There are number of reasons in which you have multilayer boards, and when it comes to high speed design, DDR3 for instance, there is alot more happening than just the connections from pin to pin.
At high speeds, the physics behind electric, and magnetic feilds become a factor as well as power speed requirements. It's no longer a case of just connecting from point A to point B. The route you take, will have an effect, so at high frequency, you might actually lose space because you cant/shouldnt route signals in this area, or near this group of signals etc.. Power supplies are slow, and cannot keep up with the demand of current in digital circuits. You could have a power supply right next to the pin, and your chip may still not work well, because digital circuits require fast currents, and lots of it. The power supply might have a high current rating, but a power supply does not have a fast response. And thats where decoupling capacitors, bulk capacitors, and the overall power network distribution come into play. All these things are required for high speed, and some of them depend on the layer stack. Not just the number of layers, but what the layers actually are.
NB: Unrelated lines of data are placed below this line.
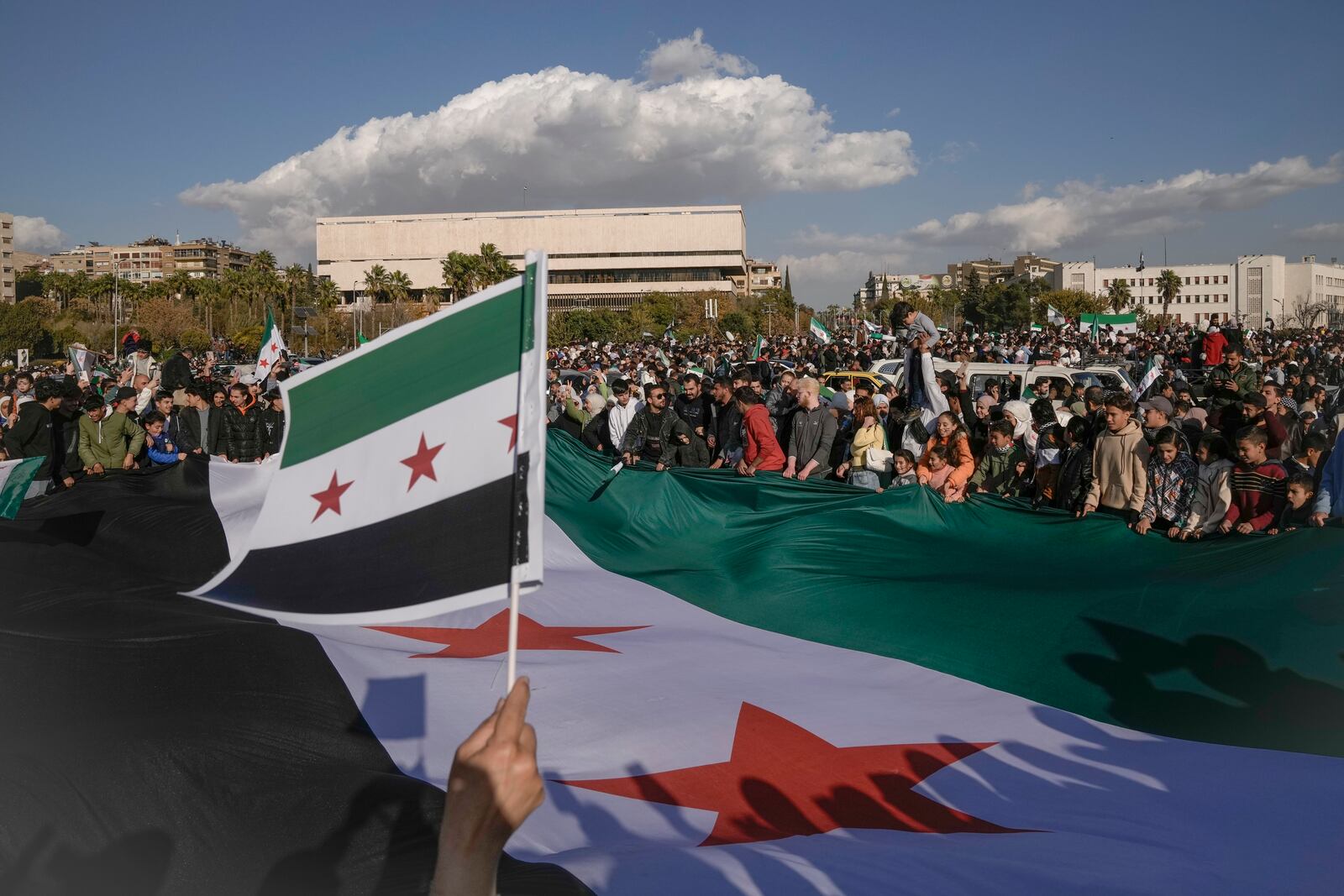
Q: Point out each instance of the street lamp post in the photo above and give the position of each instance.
(116, 305)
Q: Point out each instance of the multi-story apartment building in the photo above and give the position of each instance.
(152, 258)
(999, 271)
(7, 264)
(1314, 291)
(759, 277)
(1250, 289)
(600, 258)
(879, 286)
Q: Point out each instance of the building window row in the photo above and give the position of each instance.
(638, 275)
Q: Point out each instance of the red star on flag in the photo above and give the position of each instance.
(512, 423)
(784, 781)
(329, 497)
(423, 463)
(491, 637)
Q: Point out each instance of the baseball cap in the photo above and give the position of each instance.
(1158, 403)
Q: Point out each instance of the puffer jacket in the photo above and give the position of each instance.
(242, 434)
(1213, 497)
(1074, 479)
(1120, 466)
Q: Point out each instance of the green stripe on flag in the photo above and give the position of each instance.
(394, 378)
(1206, 642)
(15, 477)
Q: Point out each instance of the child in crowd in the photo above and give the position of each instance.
(1257, 485)
(161, 452)
(1297, 506)
(904, 468)
(1173, 479)
(1074, 468)
(1120, 463)
(1214, 493)
(952, 436)
(937, 463)
(1005, 464)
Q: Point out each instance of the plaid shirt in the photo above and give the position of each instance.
(1171, 488)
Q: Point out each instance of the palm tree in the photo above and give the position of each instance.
(400, 289)
(327, 296)
(494, 268)
(375, 282)
(1168, 288)
(1119, 295)
(459, 275)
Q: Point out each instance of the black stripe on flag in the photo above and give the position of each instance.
(456, 546)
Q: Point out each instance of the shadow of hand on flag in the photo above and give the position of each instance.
(1213, 688)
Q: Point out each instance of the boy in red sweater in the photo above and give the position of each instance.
(761, 449)
(1257, 485)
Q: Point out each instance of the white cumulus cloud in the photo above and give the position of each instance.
(831, 266)
(37, 235)
(692, 58)
(701, 128)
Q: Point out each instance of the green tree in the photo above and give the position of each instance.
(1168, 288)
(1117, 295)
(375, 284)
(24, 325)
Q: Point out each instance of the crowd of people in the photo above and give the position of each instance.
(1236, 432)
(94, 423)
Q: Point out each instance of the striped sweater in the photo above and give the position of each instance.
(1258, 495)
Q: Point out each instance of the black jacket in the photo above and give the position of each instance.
(31, 437)
(242, 437)
(727, 430)
(275, 423)
(185, 430)
(175, 374)
(597, 436)
(1075, 476)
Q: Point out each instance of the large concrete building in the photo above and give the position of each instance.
(1314, 291)
(1249, 289)
(152, 259)
(759, 275)
(998, 271)
(879, 286)
(600, 258)
(7, 264)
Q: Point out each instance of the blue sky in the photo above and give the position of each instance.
(996, 107)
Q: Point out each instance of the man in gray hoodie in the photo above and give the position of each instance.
(811, 436)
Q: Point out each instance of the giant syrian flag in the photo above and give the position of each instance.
(741, 687)
(407, 474)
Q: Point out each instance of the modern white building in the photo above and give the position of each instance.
(1249, 289)
(600, 258)
(7, 266)
(1315, 291)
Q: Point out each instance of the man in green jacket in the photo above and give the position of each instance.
(108, 441)
(1233, 380)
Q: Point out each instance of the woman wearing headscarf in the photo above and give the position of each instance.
(1019, 416)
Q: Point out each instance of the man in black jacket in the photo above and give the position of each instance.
(175, 375)
(242, 436)
(726, 434)
(31, 432)
(198, 423)
(273, 418)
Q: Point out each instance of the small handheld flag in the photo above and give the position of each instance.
(819, 332)
(272, 344)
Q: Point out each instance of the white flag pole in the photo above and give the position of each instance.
(512, 629)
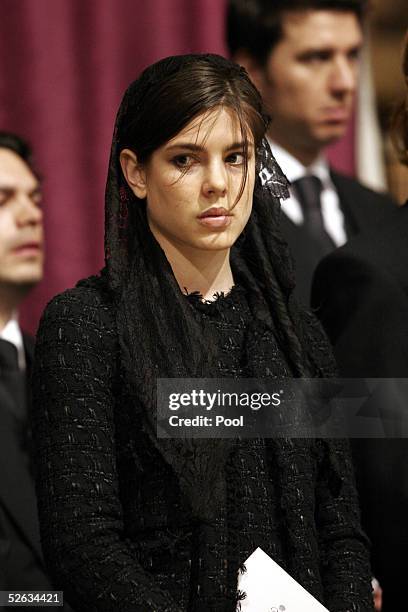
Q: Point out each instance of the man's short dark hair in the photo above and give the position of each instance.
(256, 25)
(18, 145)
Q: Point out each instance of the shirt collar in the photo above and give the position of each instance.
(12, 333)
(295, 170)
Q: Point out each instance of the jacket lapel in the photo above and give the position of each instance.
(17, 493)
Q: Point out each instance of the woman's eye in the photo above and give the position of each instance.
(182, 161)
(236, 159)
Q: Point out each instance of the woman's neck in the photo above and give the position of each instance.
(208, 272)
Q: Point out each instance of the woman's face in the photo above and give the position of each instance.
(192, 183)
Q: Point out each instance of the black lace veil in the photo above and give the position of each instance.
(159, 333)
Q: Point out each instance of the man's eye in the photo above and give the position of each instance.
(36, 198)
(4, 196)
(316, 57)
(236, 159)
(182, 161)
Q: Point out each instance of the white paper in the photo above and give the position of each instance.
(269, 588)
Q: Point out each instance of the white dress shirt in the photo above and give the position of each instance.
(333, 218)
(12, 333)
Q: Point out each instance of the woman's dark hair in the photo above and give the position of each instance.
(399, 121)
(161, 334)
(188, 90)
(151, 308)
(18, 145)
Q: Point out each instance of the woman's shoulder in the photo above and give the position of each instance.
(86, 308)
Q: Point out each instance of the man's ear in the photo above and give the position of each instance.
(251, 65)
(134, 173)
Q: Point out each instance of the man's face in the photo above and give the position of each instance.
(21, 229)
(309, 81)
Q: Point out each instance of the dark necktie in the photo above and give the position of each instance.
(308, 190)
(13, 379)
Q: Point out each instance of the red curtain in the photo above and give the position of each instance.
(64, 65)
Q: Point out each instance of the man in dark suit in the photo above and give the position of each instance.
(360, 293)
(303, 57)
(21, 268)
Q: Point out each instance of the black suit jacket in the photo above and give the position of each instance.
(362, 209)
(20, 548)
(361, 295)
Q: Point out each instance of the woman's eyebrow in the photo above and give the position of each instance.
(189, 146)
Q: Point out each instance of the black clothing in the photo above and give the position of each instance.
(20, 550)
(361, 295)
(134, 525)
(362, 209)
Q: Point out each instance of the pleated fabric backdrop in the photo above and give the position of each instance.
(64, 65)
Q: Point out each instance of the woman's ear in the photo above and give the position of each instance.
(134, 173)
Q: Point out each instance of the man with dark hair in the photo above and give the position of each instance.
(303, 56)
(21, 268)
(360, 293)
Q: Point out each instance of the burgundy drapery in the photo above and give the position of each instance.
(64, 65)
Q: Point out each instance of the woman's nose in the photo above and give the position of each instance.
(215, 179)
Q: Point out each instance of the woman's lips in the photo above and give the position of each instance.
(28, 249)
(215, 218)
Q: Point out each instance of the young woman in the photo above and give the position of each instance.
(135, 523)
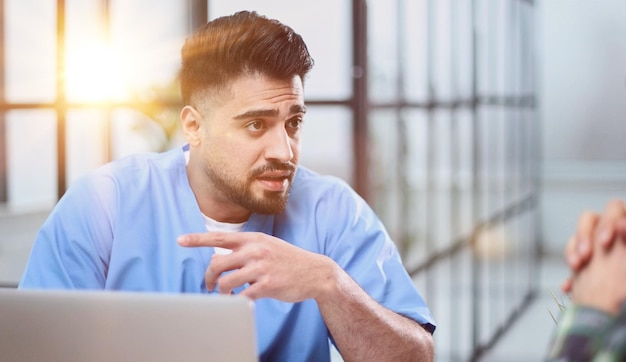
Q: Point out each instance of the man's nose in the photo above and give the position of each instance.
(279, 146)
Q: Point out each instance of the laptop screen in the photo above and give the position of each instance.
(124, 326)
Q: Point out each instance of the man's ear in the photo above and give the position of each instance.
(190, 121)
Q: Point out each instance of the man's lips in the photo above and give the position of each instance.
(275, 180)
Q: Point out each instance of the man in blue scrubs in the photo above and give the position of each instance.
(233, 212)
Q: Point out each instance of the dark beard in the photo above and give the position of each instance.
(271, 203)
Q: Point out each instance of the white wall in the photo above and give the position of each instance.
(582, 100)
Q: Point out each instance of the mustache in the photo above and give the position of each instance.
(273, 166)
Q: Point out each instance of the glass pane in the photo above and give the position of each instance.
(31, 162)
(137, 49)
(329, 41)
(86, 141)
(383, 51)
(30, 50)
(416, 50)
(327, 141)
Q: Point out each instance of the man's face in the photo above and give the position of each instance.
(249, 143)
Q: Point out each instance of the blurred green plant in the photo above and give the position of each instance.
(560, 304)
(160, 104)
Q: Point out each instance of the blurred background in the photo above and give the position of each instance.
(477, 129)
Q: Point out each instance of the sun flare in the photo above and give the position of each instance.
(95, 74)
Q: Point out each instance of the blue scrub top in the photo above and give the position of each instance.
(116, 228)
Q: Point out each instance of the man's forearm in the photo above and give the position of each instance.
(366, 331)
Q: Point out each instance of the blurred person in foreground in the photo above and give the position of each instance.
(232, 212)
(593, 327)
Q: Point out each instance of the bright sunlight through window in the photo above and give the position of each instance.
(95, 74)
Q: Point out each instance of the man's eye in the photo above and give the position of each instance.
(295, 123)
(254, 125)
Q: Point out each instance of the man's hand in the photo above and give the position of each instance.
(592, 230)
(600, 284)
(272, 267)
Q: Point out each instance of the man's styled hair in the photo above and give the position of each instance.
(243, 43)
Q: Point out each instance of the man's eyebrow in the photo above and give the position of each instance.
(296, 108)
(257, 113)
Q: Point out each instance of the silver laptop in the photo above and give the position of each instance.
(122, 326)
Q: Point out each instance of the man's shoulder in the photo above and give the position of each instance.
(133, 170)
Controlling the feilds, and reducing their effects, EMI, sheilding, inter plane capacitance, signal integrity, power integrity and routing complexity, are the reason why you have might have a multilayer board vs a 2 layer board. You could MAYBE get away with a 2 layer board, but you would have to either model the circuit board (parasitics) and depending on what your high frequency content is, have look at and see if all your requirements are being met.
So can you reduce the number of layers ?
Yes you can.
Will it work ?
Yes. No. Maybe. All of the above.
Try searching this site, for some of the terms in bold. It might answer some questions, or create some new ones.